Intuitive expectation

As users of Unix-like systems, we are quite used to everyday rwx access bits of a file system. They are simple and intuitive. I guess, many of us read a manual or two about it once in life, but one tricky moment can still be unrevealed or forgotten due to its use case being relatively rare.

Let’s get a file:

$ echo 'A regular file.' > regfile
$ ls -l regfile
-rw-r--r--  1 igoro  igoro  16 May 15 08:27 regfile

So, the file owner is igoro uid with Read and Write permission bits set, and the file group is igoro gid with Read bit only. And "others" have Read access bit set. Okay, having a shell process with respective effective creds, we get read access to the file as expected:

$ id
uid=1001(igoro) gid=1001(igoro) groups=1001(igoro),0(wheel)
$ cat regfile
A regular file.

Now let’s remove that Read bit from the file owner:

$ chmod u-r regfile
$ ls -l regfile
--w-r--r--  1 igoro  igoro  16 May 15 08:27 regfile
$ cat regfile
cat: regfile: Permission denied

Hmm, but I’m part of igoro group which has Read access…​

Source code is the best story teller

Well, I have revised some related manual, for instance, man 9 vaccess and I’ve found out a funny thing about myself. It’s turned out that decades ago the manual, perhaps, did not make it clear in my head that the logic is NOT the same as "owner bits are checked first, then group ones, and others after". For some reason (cognitive stuff, huh?) my intuition and existing experience left me with a feeling that it works like this, even after reading the documentation. Or, probably, I had got the idea right but forgot it later, because I had no such use cases and my intuition was based on common sense which comes from the usual computer user experience.

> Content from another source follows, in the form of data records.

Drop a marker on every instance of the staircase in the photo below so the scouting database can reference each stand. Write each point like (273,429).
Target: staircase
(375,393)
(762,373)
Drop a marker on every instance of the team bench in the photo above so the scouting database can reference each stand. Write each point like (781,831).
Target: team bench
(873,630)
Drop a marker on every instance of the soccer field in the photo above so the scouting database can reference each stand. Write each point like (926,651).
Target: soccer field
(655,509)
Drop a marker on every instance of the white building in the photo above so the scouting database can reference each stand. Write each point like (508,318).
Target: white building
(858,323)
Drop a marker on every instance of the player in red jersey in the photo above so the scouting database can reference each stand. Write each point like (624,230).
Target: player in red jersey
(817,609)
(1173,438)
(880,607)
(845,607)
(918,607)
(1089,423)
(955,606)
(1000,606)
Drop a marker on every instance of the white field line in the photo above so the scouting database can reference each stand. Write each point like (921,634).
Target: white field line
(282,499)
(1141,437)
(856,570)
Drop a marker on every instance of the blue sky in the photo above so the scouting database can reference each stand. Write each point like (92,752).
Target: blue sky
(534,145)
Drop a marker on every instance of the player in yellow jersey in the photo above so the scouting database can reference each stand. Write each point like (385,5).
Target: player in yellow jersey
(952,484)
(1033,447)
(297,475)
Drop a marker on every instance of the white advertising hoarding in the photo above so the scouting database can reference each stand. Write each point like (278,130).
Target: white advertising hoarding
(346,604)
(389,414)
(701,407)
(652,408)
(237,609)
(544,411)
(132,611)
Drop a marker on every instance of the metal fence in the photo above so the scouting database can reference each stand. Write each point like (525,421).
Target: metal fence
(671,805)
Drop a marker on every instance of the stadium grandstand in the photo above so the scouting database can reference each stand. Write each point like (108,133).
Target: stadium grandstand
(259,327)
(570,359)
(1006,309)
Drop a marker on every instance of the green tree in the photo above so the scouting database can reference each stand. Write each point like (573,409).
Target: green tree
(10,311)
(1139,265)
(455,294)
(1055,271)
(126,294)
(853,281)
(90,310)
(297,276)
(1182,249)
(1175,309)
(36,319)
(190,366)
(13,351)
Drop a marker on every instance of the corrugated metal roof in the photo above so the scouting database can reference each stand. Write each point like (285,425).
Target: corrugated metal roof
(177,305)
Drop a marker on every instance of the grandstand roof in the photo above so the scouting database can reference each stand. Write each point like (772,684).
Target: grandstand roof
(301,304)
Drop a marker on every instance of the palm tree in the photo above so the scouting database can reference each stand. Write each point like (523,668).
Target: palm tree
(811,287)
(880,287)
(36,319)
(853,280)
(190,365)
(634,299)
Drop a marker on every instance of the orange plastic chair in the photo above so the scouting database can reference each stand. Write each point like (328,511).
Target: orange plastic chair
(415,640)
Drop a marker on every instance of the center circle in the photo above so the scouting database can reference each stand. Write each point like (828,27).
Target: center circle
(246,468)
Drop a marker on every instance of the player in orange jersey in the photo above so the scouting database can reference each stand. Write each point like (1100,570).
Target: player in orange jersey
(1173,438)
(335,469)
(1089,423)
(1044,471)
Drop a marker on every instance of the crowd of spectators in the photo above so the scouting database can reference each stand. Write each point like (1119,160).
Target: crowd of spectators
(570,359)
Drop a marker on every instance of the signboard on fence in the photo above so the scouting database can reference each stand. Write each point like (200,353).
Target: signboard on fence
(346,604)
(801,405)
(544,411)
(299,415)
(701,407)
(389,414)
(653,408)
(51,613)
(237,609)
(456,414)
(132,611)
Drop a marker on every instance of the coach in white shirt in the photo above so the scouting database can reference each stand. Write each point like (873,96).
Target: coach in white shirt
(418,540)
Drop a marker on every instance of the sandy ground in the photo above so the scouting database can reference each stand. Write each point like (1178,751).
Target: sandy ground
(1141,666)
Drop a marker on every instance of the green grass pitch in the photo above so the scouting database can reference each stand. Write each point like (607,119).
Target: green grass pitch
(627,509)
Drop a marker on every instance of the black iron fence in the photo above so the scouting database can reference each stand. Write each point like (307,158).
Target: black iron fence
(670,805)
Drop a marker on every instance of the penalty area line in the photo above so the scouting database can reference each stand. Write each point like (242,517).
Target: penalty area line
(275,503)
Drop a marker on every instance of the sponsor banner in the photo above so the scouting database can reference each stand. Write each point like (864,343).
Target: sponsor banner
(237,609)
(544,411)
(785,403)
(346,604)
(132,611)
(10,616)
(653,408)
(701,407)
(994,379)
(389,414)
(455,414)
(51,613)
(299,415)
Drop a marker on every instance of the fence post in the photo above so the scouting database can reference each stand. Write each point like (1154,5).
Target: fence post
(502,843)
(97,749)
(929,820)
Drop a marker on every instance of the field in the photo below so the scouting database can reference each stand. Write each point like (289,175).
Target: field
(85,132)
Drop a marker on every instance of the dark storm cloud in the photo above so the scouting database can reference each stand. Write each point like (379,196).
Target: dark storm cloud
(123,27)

And recently I’ve got acquainted with the source code behind and surprise surprise, the actual mechanism looks very clean and obvious when I note it from the code itself. It shows that first of all we pick which rwx set will be used (user, group, or others) by matching uid/gid. And only after that we match the bits within the chosen set. And if we fail on bits level then this is the end of the story — we do not consider any other rwx set. Yes, there are privileges, but it’s an additional mechanism that does not change the main logic.

The roots of this behavior could take us back in old good Unix times, and contemporary Unix-like operating systems still keep this logic:

  • My main code reference is FreeBSD source code

  • And the similar can be checked for the ubiquitous Linux kernel inside its source code

  • As long as todays macOS has some roots around FreeBSD it provides the same logic as well

Probably, there are adequate reasons why it’s done so and it needs more experienced Unix history scholar to explain. But from a usual user perspective a logical question may spin around why it’s not fixed yet. I think it’s the same answer as to all the similar questions about JavaScript as an example, where the common answer is "It would destroy the Internet!".

As a result, the amusing thing for me is that having long experience in programming I got the idea easier and quicker from the code than from its documentation — usually it’s the opposite.


Is it a documentation issue? I don’t think so, it’s respected and hard work to explain technical topics, especially in a concise form. The main reason is simple and usual — our main tool (brain, The) is not ideal. In my case, my human learning model was trained more around common use cases, and for many years it has been giving me the wrong answer regarding this specific situation. Fortunately, it is not a critical topic for me. So, it’s a reminder for me that source code is the source of truth and sometimes it explains quicker and unambiguous way.

I guess it’s a rare case to face this Unix access mode peculiarity in real life. And a common recommendation would be to avoid tricks usage if possible, this is about access control after all. But, IT happens.